After a long run of gimmick-heavy titles, 2011’s return to Kirby’s Dream Land signaled a return to the franchise’s traditional platforming style. With four-player co-op, a massive suite of fun copy abilities, and cleverly designed stages, Kirby’s return to Dream Land stands out as one of the high-water marks for the franchise. Thanks to an HD visual upgrade and the addition of immersive content, this new Switch version establishes itself as the definitive way to enjoy this extraordinary adventure.
An inter-dimensional being named Magalor has crashed on Kirby’s Planet Popstar, and it is up to Kirby and his friends to collect the missing pieces to repair Magalor’s ship. Players must run, jump and swim through exciting platforming stages spread across several different biomes alongside up to three friends in drop-in/drop-out co-operative play. I’m glad co-op is still there in this version, but I’m disappointed this remaster didn’t add online functionality.
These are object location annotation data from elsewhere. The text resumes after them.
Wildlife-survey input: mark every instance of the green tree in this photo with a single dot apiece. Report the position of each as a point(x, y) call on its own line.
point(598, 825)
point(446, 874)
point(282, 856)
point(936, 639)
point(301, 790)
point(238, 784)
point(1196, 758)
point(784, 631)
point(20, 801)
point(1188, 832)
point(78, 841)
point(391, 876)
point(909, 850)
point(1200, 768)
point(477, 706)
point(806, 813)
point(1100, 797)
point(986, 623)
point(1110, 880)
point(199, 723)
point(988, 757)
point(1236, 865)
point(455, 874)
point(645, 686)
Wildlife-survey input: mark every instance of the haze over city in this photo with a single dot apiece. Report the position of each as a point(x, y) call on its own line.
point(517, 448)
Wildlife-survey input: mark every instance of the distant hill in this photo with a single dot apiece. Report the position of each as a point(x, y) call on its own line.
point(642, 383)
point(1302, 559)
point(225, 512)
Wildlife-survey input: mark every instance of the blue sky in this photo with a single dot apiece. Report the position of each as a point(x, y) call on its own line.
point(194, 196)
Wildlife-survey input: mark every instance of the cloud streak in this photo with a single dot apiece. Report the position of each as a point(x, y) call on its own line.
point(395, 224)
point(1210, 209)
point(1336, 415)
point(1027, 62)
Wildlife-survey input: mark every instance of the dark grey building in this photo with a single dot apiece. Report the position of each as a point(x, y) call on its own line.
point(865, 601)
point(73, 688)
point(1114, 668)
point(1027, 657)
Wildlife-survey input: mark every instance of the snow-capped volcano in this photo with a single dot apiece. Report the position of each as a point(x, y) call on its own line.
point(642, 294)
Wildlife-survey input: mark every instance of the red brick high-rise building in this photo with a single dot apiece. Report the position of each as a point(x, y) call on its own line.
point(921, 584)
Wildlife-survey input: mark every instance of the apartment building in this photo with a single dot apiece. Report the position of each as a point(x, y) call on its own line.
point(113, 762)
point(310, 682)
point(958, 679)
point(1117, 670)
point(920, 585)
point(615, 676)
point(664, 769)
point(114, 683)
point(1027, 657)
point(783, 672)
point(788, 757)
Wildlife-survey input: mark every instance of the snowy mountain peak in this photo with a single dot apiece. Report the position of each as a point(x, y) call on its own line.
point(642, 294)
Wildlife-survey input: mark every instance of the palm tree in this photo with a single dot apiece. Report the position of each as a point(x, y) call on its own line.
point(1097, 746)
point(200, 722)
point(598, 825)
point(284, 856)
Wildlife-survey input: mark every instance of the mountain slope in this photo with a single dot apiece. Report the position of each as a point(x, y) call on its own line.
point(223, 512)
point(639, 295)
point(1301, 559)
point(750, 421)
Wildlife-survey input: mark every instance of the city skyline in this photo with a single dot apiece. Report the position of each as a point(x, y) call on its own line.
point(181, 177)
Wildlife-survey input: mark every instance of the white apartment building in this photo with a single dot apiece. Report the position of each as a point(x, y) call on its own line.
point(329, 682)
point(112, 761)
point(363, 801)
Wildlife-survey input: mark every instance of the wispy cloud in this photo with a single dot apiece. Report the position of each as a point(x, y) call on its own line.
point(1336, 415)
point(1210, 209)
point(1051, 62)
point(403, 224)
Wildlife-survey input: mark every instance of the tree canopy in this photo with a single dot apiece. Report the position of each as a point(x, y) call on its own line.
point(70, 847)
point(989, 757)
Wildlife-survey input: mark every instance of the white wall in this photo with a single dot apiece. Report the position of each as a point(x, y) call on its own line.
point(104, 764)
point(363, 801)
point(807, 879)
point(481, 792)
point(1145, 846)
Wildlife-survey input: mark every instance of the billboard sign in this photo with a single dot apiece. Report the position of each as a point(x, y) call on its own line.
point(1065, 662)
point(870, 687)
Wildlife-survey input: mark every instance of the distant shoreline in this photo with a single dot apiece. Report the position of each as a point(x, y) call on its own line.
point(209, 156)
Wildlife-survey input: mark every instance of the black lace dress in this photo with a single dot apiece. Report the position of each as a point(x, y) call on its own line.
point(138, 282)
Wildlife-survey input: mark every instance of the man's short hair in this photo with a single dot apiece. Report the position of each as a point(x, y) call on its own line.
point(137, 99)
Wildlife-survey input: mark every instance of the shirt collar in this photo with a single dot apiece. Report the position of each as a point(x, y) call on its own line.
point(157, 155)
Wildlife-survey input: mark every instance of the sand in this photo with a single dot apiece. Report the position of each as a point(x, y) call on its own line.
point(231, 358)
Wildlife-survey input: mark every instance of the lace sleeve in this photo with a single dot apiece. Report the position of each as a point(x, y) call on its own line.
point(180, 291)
While additional players can take the form of Meta Knight, King Dedede, and Bandana Waddle Dee (each has different movesets), Kirby is the best character to play, thanks to his ability to absorb powers from enemies. Thankfully, each player can assume a version of Kirby instead of those specific characters, giving each player full access to the impressive list of breath-taking copy abilities in Return to Dream Land Deluxe.
Each copy ability is carried forward from the original release, giving you domain over water, electricity, fire, ice and more. While elemental skills are fun and helpful for solving environmental puzzles, I still prefer the more aggressive move set provided by Magical Beam, Classic Sword, and Swift Ninja. This version also adds two brand new copy abilities in the form of Mecha and Sand. While it’s fun to surf around with sand and blast enemies, I often went out of my way to experience the lasers, blasters, and rockets of powerful mecha potential. I like the variety of gameplay offered by the wide spectrum of copy abilities.
The stages in Kirby’s Return to Dream Land Deluxe use these copy abilities to encourage exploration. While it’s sometimes frustrating not to have the right power-up to grab a tuck-away collectible, the game usually heavily hints that you must acquire a special new ability before moving on to the next area. I loved replaying these stages going through different doors to see how the branching paths rewarded me.
Kirby’s Return to Dream Land Deluxe isn’t a difficult game, but the challenge definitely increases at the end of the main story. In those moments, I’m glad to have mastered some of my favorite abilities. However, if you need extra help to progress the adventure, Deluxe adds a new Magolor Helper mode, where he’ll give you some health if you’re low or pull you out of pits if you fall. Most experienced players will not need Magolor’s assistance in this optional feature, but for less experienced players, this option will inevitably increase their enjoyment. Thankfully, Extra Mode, where bosses are stronger, players are weaker, and bonus stages are more demanding, adds more challenge to your second playthrough.
Speaking of Magolor, he is at the center of two of the most important additions in this deluxe package. In addition to unlocking additional modes when you beat the main story, you can play the Magler Epilogue. This entirely new story-driven mode follows Magolor on his journey to regain his powers after the events of the original adventure. Although Magolor’s projectile-based move set is initially overwhelming, you upgrade your skills by defeating enemies and maintaining combo streaks to earn magic orbs as you play. This increased emphasis on war satisfied me more deeply in this short story. By the end of it, I was pulling off a massive array of bombs, spiraling projectiles, and black holes, ripping apart any enemies that got in my way. However, the super-up boss battles in this mode are no joke, giving me some of the most challenging scenes of my time with Return to Dream Land Deluxe.
However, Magolor isn’t just about destroying its enemies. Another new take on her namesake, Merry Magoland, is all about kicking back and having fun with friends. Here, various subgames from the past and some new games allow you to experience a wide range of gameplay challenges. Whether it was the frantic bomb rally game from Nightmare in Dreamland, the combative smash ride from Squeak Squad, or the reaction-based samurai Kirby from Super Star, I loved experiencing the different gameplay styles on offer from this fun collection. A mission system serves as an exciting in-game checklist and rewards you with cosmetic masks featuring characters from the series based on your achievements in the mode.
Kirby’s Return to Dream Land Deluxe is still an enhanced remaster of a 12-year-old Wii game, but it effectively brings forward one of the pink puffball’s best outings, complete with meaningful additions. The result is a game worthy of sitting in the Switch catalog next to last year’s great Kirby and the Forgotten Land.